Rwanda's Paul Kagame hits back at Twitter critic
A Twitter row over media freedom shows how "thin-skinned" Rwandan leader Paul Kagame is on the issue, the UK journalist involved has told the BBC.
But Ian Birrell gave Mr Kagame "full credit" for engaging in the debate.
Mr Birrell had tweeted that Rwanda's leader was "despotic" and "deluded" for saying the media, UN and human rights groups had no right to criticise him.
President Kagame, who came to power in 1994 ending the genocide, fired back with 14 tweets defending himself.
The Rwandan government has defended its tough media laws, pointing to the role of "hate media" ahead of the genocide.
Mr Kagame, who has recently been accused of intolerance and harassing anyone who criticises him, made the original statement in an interview with the UK Financial Times newspaper, which Mr Birrell tweeted about on Saturday.
It drew an immediate rebuke from @PaulKagame, the Rwandan president's official Twitter account.
"Not you either...no moral right! You give yourslf the right to abuse pple and judge them like you r the one to decide ..." he said.
"Ian what so complicated? can critic but u hav no 'moral' (key word) right: PK saved lives, built country n gave hope," she said.
'Different' at home
Mr Birrell, who was the deputy editor of the UK Independent newspaper, told the BBC's Focus on Africa programme, his weekend debate with a head of state had taken him by surprise.
"He's quite interesting in the way he does engage with foreign media and take on a lot of what people are saying but within his own borders there seems to be a very very different approach," he said.
"I also think it was so thin-skinned that when I tweeted one little comment that he's immediately coming back at me."
Rwanda's Information Minister Protais Musoni told the BBC there was nothing unusual in the president replying to a tweet, as he responded to comments made by ordinary Rwandans too.
"Our leader has nothing to hide and has to reply," he said.
"Anyone who tweets to him, he replies back and as you know he has monthly press briefings."

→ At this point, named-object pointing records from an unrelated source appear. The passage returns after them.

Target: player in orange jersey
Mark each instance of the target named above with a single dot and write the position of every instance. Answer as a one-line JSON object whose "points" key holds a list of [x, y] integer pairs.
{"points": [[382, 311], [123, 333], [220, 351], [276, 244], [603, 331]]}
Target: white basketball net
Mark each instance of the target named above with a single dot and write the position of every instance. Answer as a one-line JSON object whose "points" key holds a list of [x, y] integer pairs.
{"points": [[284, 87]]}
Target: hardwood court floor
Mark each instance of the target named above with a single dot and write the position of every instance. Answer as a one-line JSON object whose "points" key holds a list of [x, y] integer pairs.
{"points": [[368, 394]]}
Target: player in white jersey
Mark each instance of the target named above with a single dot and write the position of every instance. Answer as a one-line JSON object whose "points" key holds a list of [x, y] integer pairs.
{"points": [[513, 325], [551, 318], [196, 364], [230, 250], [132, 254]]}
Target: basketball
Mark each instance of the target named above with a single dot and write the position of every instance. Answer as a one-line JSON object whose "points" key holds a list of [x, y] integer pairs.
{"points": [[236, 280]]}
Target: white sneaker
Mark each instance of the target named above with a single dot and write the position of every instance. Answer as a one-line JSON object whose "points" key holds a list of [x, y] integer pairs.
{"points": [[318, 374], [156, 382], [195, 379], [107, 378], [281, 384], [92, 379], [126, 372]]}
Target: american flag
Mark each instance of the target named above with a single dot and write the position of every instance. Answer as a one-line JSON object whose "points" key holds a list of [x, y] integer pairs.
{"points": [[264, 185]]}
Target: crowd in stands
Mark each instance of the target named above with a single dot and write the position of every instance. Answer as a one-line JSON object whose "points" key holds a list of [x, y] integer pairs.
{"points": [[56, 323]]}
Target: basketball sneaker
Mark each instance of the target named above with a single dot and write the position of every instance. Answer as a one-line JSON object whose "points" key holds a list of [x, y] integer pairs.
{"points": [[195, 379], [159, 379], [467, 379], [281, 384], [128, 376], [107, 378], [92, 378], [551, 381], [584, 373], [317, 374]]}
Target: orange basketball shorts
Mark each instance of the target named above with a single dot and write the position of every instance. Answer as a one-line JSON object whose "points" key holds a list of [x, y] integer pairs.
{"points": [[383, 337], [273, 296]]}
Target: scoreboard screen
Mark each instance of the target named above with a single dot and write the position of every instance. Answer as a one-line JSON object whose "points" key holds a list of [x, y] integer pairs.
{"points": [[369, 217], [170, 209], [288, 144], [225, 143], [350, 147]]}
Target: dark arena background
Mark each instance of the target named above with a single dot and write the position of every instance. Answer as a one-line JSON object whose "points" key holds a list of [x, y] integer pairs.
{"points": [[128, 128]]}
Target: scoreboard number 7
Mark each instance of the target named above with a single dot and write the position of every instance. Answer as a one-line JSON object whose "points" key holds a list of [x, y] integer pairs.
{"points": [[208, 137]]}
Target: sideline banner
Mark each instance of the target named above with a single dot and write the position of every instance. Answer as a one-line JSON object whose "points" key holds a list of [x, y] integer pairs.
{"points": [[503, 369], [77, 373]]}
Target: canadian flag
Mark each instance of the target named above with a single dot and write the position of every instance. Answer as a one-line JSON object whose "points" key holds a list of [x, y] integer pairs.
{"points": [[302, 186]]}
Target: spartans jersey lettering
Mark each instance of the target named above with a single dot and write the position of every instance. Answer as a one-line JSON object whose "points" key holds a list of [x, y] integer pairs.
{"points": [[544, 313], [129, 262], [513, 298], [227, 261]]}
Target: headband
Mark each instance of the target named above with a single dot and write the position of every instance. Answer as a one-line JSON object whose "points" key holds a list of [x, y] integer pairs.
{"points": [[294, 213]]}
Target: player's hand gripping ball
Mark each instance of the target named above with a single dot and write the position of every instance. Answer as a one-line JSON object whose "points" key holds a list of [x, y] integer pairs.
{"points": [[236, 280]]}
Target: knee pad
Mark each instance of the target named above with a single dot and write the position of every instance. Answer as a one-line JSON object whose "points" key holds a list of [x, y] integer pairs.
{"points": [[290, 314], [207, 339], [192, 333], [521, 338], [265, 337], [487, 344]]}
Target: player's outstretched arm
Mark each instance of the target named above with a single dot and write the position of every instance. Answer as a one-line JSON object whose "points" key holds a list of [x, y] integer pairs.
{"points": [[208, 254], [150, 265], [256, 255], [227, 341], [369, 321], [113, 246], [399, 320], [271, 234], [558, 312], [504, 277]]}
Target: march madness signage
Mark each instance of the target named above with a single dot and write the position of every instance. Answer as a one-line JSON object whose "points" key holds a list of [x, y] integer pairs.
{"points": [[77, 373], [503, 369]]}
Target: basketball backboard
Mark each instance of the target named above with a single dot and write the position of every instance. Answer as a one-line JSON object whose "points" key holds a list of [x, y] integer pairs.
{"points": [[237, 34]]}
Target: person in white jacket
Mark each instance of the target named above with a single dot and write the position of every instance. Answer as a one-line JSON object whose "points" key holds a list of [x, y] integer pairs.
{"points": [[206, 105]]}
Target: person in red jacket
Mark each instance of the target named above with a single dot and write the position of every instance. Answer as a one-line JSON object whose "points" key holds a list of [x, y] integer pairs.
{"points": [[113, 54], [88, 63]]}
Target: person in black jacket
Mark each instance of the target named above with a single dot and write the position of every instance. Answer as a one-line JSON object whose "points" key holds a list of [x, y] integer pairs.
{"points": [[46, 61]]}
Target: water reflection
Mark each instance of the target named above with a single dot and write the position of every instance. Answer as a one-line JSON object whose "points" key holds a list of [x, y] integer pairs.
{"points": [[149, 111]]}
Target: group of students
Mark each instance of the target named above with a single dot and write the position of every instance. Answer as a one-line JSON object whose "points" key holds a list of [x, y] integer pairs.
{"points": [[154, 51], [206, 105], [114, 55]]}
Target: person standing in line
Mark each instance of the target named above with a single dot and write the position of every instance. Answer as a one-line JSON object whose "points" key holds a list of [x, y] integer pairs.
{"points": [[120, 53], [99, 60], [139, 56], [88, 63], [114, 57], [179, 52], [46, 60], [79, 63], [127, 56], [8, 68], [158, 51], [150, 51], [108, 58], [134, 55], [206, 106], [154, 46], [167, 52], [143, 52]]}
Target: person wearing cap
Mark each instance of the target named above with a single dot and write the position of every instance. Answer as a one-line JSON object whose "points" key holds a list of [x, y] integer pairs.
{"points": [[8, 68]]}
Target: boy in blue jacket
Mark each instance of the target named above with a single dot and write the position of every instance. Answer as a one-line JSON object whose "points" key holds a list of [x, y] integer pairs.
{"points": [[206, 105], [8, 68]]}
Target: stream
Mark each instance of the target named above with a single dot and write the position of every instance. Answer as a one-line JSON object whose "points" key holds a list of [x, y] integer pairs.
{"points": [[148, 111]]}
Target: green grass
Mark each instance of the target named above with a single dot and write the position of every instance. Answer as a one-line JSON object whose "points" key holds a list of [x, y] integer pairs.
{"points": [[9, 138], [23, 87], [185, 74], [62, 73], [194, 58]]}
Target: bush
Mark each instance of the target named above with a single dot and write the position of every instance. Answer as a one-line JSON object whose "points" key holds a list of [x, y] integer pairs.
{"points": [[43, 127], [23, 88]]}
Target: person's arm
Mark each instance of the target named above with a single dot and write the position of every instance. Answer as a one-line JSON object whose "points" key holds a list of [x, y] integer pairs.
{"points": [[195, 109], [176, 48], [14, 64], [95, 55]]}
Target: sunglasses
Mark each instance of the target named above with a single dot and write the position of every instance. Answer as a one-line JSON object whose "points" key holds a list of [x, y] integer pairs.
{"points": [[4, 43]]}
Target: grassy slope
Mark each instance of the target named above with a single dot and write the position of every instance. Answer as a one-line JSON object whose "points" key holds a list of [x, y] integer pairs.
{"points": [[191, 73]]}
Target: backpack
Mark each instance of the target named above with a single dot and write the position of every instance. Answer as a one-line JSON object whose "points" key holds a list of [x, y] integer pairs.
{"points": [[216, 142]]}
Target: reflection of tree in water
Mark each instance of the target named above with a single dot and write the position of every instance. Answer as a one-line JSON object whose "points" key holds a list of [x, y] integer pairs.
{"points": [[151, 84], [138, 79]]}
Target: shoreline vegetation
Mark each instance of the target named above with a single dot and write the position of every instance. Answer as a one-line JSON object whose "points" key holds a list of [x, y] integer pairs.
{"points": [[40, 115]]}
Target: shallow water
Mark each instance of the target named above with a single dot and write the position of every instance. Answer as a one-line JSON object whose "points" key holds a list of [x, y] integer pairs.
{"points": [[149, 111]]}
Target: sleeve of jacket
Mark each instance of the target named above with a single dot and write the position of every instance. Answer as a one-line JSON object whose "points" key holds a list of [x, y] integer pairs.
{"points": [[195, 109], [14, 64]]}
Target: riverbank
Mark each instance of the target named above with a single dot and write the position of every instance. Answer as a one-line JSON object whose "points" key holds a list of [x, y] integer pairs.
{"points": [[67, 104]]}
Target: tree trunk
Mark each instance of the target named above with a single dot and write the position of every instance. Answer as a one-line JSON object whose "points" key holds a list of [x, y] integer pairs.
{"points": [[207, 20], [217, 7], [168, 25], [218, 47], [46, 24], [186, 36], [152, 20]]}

Mr Musoni said the media, the UN and human rights groups were in Rwanda at the time of the genocide in 1994 when some 800,000 mainly Tutsis and moderate Hutus were killed in 100 days, but "did nothing".
"I think nobody has right to criticise because what we're doing and what the population can bear out shows that there's a political line that's proper for the development of this country," he said.
Earlier this year, two Rwandan journalists working for the Umurabyo newspaper were sent to prison after being found guilty of stirring up ethnic divisions.
In January, four former top officials who have fallen out with Mr Kagame and gone into exile were sentenced in absentia to long jail terms for threatening state security and promoting ethnic divisions.